The Chanel Spring 2015 Couture Collection is all visual ecstasy on high. Bursting with intricacy and the most exquisite detailing these pieces come into their own fantastical life entirely by hand. Adorned with delicate petals and tiny beads of pollen, the looks allude to a magical garden that may never cease to exist. Staying true to Karl’s visionary, beneath all this splendor is an edge. Flat black sock booties with the ease and glide of a ballet slipper and slices of stomach convey an attitude of punk elegance and eccentric charm. A veil of mystery and wonder whose match I serendipitously found in the works of Zane Lewis.
One could look at Zane Lewis’s artistic trajectory as a metaphor for death and rebirth. His cumulative artistic output, which at first glance seems stylistically disconnected, is cohesive when looked at through this lens. Lewis’s early work consists of Neo-Pop portraits of contemporary icons, such as Brangelina, Pope Benedict XVI, and Charles Manson. The Warhol-esque images collage acrylic paint skins onto plexi glass and often incorporate vertical paint pours or “bleeds”. Lewis talks about the North American tendency to treat these figures like gods, seeing our reverence and obsession with celebrity as a kind of worship. In this narrative, the paint bleeds, which gush from the eyes, forehead or mouth become stigmata.

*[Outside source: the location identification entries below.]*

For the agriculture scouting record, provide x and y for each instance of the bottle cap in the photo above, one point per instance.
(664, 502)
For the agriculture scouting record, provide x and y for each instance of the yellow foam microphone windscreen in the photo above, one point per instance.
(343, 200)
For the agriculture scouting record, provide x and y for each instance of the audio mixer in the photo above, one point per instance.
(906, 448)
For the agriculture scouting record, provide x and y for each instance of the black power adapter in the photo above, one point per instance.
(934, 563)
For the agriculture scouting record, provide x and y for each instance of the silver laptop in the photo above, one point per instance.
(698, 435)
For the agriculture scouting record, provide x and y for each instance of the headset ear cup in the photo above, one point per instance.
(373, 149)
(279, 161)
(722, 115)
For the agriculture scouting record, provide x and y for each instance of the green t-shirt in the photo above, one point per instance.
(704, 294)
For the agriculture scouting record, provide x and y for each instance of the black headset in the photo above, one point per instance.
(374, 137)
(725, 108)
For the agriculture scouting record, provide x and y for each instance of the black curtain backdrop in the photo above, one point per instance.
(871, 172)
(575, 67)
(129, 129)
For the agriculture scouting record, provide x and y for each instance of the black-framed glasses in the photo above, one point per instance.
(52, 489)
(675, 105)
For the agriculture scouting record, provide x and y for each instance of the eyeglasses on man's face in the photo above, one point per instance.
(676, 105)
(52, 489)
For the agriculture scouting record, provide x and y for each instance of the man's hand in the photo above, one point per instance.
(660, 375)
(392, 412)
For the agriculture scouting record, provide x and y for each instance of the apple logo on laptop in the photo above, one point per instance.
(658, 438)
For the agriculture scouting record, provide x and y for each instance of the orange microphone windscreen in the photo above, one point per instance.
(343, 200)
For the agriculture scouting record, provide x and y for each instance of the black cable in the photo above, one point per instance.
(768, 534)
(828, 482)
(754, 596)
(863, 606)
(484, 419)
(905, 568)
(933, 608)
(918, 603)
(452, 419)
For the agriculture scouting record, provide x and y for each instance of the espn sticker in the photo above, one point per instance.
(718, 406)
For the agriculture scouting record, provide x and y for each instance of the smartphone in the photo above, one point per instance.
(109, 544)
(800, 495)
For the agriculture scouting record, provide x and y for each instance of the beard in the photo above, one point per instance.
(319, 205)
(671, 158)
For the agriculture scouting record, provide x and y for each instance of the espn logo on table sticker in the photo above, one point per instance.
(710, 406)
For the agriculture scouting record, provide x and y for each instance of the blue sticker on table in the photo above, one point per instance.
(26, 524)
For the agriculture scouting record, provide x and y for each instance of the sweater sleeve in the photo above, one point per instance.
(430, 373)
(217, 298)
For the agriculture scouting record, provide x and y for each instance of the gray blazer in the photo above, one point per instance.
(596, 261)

Then, around 2009 the aesthetics of his work shift radically. While material exploration of paint continues to be of interest to the artist, Lewis rejects iconic imagery. The new work, called Shatter Paintings, speaks of nihilism and symbolizes a candied death of false realities where paint is applied like thick, goopy icing and is laced with dangerous shards of colorful glass, or in some cases broken glass is affixed to mirrored surfaces; either way it’s a literal shattering of reflection and illusion. His work sits defiantly in this place for a while and then re-emerges in 2014 in a place of immovable stillness. Lewis’s work is reborn into a visual nirvana where celestial ethernet spaces of warm gradient static and partial rainbows pervade. The new paintings create an infinite space inside an infinitely long moment.

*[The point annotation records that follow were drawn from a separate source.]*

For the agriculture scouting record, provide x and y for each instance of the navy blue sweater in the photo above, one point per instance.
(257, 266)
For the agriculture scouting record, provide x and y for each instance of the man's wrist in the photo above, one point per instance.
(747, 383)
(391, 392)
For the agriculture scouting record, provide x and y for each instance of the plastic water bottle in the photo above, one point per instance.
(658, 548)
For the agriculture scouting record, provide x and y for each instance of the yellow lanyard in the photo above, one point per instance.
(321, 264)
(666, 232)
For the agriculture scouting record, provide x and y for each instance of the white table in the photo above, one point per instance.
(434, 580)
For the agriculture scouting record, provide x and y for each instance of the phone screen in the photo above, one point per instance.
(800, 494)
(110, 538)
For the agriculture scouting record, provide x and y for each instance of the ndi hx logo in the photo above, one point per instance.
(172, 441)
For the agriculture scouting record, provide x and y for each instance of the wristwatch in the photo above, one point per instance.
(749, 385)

Interestingly, the cycle of his visual exploration runs parallel to his alleged life story. During Lewis’s young adulthood he undergoes a physical death and resurrection. Sometime around 2009 his website proclaims he is dead, and subsequently corrects the statement. After this peculiar death/rebirth his public profile diminishes significantly. It seems the timing of his “corporeal” departure corresponds with the end of his representational painting period. As there is less public information available about him, the distinction between fact and fiction in his life starts to blur.
One piece of information that consistently surfaces on the internet is the artist’s genetic connection to James Dean, who is seemingly a distant cousin. James Dean, cool, sexy and aloof, is the ultimate Hollywood icon who tragically dies at the age of 24. That Lewis and Dean are linked on sites that discuss Lewis’s art certainly adds to the construction of the myth about Zane Lewis. This link to Dean reiterates the theme of youthful death and resurrection, for after death James Dean is resurrected as a cultural icon. After Zane Lewis’s faux death, he is not resurrected, instead his paintings are. In both cases the idea of reality is present and not present. Death exists and yet it is denied, and is replaced by our fetish for youthful, cultural icons that pass before their time. Through this process they are immortalized in our eyes. Lewis smartly attaches his work to this idea.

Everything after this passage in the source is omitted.